2.3

To calculate the stroke length of the piston and the work done per stroke, we'll use the provided information.

2.3.1 Calculate the Stroke Length of the Piston

1. Determine the cross-sectional area of the piston: The area \( A \) of a circle is given by the formula:

   \[ A = \pi \left( \frac{d}{2} \right)^2 \]

   where \( d \) is the diameter of the piston.

   Here, the diameter \( d \) is 250 mm, which we need to convert to meters:

   \[ d = 250 , \text{mm} = 0.250 , \text{m} \]

   Now, we can calculate the area:

   \[ A = \pi \left( \frac{0.250}{2} \right)^2 = \pi \left( 0.125 \right)^2 \approx \pi (0.015625) \approx 0.049087 , \text{m}^2 \]

2. Determine the stroke length \( L \): We know the volume of water delivered per stroke is 12.5 liters, which we need to convert to cubic meters:

   \[ 12.5 , \text{liters} = 0.0125 , \text{m}^3 \]

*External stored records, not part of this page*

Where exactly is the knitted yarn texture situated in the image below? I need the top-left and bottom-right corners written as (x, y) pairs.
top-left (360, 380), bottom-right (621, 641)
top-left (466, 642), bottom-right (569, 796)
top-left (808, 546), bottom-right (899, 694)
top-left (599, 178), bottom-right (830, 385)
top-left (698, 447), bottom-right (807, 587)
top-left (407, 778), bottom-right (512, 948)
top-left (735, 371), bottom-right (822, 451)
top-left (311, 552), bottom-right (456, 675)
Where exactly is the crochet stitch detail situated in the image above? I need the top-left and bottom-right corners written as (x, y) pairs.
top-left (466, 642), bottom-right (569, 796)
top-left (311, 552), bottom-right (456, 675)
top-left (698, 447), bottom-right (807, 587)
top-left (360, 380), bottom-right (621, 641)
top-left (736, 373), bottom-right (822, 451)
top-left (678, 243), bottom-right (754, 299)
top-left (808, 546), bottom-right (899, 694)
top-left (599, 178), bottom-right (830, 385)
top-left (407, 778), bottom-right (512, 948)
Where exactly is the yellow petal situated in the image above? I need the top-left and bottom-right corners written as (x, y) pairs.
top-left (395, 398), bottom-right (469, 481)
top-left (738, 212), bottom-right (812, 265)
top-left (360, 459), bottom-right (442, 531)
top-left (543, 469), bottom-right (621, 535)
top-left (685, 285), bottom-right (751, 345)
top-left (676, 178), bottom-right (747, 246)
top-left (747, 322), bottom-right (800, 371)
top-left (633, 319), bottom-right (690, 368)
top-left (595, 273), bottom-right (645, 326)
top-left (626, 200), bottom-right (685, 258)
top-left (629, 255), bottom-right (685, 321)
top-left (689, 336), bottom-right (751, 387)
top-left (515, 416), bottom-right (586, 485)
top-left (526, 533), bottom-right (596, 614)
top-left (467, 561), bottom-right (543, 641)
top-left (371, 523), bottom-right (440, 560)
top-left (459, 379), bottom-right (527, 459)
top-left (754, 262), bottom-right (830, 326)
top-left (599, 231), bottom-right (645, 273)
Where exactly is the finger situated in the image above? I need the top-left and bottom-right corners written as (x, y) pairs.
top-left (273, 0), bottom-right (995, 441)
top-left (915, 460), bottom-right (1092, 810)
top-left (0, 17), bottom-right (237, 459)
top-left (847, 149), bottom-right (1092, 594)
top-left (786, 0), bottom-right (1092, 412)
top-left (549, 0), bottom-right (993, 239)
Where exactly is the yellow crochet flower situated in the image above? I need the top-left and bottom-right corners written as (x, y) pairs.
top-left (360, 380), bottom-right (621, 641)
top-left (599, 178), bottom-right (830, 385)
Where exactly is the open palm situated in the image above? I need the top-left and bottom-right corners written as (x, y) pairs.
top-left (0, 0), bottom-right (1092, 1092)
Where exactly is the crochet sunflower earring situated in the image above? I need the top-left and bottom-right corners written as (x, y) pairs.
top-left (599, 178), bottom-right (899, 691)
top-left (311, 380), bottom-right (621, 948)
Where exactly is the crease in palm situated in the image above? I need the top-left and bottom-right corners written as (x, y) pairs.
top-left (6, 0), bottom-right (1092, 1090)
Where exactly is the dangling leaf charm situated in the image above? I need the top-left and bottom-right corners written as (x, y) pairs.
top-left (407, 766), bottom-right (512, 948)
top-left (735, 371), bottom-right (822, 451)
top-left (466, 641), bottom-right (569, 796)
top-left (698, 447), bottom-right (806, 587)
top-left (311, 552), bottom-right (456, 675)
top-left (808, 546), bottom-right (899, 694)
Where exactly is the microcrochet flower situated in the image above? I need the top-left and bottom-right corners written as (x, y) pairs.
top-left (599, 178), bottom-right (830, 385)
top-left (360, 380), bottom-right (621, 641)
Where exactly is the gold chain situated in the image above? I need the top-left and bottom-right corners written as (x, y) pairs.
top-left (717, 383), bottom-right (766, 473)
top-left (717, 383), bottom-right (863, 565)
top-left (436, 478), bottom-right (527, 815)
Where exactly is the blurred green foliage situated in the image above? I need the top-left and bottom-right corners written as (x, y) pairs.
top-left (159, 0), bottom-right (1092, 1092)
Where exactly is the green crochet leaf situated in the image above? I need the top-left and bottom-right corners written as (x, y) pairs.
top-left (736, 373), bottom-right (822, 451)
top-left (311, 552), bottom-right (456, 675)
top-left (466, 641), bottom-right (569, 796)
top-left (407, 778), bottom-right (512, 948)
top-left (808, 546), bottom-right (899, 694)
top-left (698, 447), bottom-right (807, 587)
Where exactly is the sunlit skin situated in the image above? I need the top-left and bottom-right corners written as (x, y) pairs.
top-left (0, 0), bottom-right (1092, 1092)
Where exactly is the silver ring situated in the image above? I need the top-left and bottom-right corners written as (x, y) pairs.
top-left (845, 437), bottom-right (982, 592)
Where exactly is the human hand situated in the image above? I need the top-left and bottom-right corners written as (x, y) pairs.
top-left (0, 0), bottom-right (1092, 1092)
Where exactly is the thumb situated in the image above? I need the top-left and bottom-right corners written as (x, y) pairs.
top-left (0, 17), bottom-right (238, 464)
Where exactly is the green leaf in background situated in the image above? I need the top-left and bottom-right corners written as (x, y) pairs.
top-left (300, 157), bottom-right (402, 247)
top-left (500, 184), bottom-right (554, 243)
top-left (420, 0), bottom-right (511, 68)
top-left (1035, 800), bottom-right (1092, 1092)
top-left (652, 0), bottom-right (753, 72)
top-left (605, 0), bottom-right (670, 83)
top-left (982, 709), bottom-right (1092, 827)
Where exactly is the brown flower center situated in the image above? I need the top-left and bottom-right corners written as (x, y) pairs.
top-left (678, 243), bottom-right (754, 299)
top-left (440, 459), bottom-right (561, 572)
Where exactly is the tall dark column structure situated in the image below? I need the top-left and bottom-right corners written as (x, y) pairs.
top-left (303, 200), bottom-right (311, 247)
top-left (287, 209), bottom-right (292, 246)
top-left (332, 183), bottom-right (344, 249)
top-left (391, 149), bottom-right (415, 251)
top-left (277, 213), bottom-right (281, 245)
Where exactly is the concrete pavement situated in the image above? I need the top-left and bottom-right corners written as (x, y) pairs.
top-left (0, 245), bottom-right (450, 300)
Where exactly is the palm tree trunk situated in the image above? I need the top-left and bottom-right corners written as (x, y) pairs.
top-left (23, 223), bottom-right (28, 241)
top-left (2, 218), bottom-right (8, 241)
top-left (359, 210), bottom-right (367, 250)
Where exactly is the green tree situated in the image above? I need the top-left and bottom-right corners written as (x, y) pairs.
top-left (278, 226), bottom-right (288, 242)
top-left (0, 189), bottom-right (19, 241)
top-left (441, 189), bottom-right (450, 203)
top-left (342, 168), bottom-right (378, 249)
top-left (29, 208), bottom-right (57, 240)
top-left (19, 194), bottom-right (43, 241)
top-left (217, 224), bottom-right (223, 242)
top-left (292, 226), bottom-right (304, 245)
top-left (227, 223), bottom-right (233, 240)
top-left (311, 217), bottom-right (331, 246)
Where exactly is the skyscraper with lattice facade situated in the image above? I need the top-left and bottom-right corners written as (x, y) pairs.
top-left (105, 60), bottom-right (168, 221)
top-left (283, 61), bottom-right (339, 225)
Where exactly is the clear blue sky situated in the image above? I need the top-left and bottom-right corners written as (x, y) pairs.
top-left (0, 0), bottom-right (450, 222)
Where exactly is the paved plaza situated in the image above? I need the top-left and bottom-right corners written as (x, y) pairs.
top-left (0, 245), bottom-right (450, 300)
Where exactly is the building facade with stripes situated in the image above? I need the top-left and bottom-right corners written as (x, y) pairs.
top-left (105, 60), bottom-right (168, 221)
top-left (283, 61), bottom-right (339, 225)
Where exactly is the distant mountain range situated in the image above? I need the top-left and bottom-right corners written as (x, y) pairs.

   The volume \( V \) produced by the piston during each stroke is also given by the formula for the volume of a cylinder:

   \[ V = A \cdot L \]

   Therefore, we can rearrange this to solve for \( L \):

   \[ L = \frac{V}{A} \]

   Substituting in the values:

   \[ L = \frac{0.0125 , \text{m}^3}{0.049087 , \text{m}^2} \approx 0.2546 , \text{m} = 254.6 , \text{mm} \]

So, the stroke length of the piston is approximately 254.6 mm.

2.3.2 Calculate the Work Done Per Stroke

The work done \( W \) is given by the formula:

\[ W = F \cdot d \]

where \( F \) is the effective force and \( d \) is the stroke length. We have:

• Effective force \( F = 27 , \text{kN} = 27000 , \text{N} \)
• Stroke length \( d = 0.2546 , \text{m} \)

Now substituting the values into the work equation:

\[ W = 27000 , \text{N} \cdot 0.2546 , \text{m} \approx 6864.2 , \text{J} \]

So, the work done per stroke is approximately 6864.2 Joules.